En la subsiguiente algarabía mediática se alzó, pese a todo, una voz discordante. La periodista Bang que, breve y sucintamente, constató que Viking Örn era el jefe ideal de la Brigada de la Coliflor de la policía de Estocolmo, y si no hubiera existido de verdad, habrían tenido que inventarlo.

El equipo de la jefa de la provincial leyó en silencio el informe de la directora del departamento jurídico. Por un instante, la jefa de la provincial pensó que, en verdad, aquella condecoración le venía a Evert Bäckström como anillo al dedo, aunque luego lo reconsideró.

El jefe de Human Relations hizo el consabido intento de salvar el honor.

—¿Quién más ha recibido la condecoración en años anteriores? —preguntó el jefe de HR—. Todos no pueden ser como el tal Örn, ¿verdad?

—No, ciertamente —dijo la directora del departamento jurídico con una voz extraordinariamente suave—. Los hay incluso célebres en la historia universal.

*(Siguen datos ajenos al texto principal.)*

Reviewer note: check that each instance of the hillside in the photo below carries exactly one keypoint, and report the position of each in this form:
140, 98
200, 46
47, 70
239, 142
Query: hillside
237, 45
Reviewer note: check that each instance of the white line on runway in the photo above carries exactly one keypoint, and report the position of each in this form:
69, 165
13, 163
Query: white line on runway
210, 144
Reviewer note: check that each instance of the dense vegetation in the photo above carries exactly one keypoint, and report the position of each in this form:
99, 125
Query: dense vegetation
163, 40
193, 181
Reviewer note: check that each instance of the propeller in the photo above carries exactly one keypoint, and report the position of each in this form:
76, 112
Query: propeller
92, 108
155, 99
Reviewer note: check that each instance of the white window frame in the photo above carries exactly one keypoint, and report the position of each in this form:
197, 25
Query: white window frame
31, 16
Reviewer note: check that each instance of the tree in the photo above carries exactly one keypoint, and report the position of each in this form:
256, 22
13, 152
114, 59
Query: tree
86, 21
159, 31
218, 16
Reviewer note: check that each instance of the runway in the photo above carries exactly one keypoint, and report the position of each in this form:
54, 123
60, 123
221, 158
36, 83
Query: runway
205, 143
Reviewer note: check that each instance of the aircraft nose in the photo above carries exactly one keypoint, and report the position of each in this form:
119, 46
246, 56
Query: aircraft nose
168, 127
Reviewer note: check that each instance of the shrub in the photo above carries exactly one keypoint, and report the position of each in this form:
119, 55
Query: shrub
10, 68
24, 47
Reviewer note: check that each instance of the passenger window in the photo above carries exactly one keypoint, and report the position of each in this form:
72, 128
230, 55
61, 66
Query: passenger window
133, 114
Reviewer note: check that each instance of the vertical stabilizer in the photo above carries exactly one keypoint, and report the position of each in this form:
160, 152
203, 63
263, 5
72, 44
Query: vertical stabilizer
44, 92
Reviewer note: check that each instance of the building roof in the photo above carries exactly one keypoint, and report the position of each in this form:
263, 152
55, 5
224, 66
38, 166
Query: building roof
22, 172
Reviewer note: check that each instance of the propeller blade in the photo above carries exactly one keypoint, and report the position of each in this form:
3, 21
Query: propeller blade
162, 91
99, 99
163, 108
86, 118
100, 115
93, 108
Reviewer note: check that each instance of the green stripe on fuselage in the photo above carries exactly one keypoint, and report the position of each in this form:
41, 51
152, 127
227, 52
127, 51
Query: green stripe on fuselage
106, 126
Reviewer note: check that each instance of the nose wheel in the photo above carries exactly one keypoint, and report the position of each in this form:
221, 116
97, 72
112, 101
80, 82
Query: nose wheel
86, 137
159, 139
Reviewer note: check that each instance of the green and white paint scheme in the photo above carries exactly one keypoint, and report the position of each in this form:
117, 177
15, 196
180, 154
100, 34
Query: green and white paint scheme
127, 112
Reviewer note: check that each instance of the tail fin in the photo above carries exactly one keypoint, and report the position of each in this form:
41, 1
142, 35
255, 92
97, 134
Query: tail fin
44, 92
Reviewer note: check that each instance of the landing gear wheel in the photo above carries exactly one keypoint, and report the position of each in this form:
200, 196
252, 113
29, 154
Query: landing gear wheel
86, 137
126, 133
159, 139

—¿No me digas? —dijo el jefe de HR que, en el fondo, era de naturaleza positiva y proclive a alimentar el sentimiento de esperanza.

El más famoso de todos era Reynhardt Heydrich, general de las SS. Por iniciativa sueca, Heydrich fue nombrado presidente de la organización internacional de la Policía. Unos años después, recibió la Gran Medalla de Oro de la Policía, por su «excelente contribución al restablecimiento del orden en una Checoslovaquia arrasada por el vendaval de la guerra».

—¿Quieres más ejemplos? —preguntó la directora del departamento jurídico con una dulce sonrisa.

En fin, tendremos que hacer lo de siempre, pensó la jefa de la provincial mientras se dirigía con premura a la siguiente reunión. Una conferencia de prensa con ese desastre seboso de Bäckström no se la quitaría nadie. Con suerte, Anna Holt sería lo bastante mujer como para reducirla a unos límites razonables. Por su parte, ella sabía muy bien de una que no pensaba asistir. Bueno, y además, naturalmente, el consabido jarrón de cristal, pensó.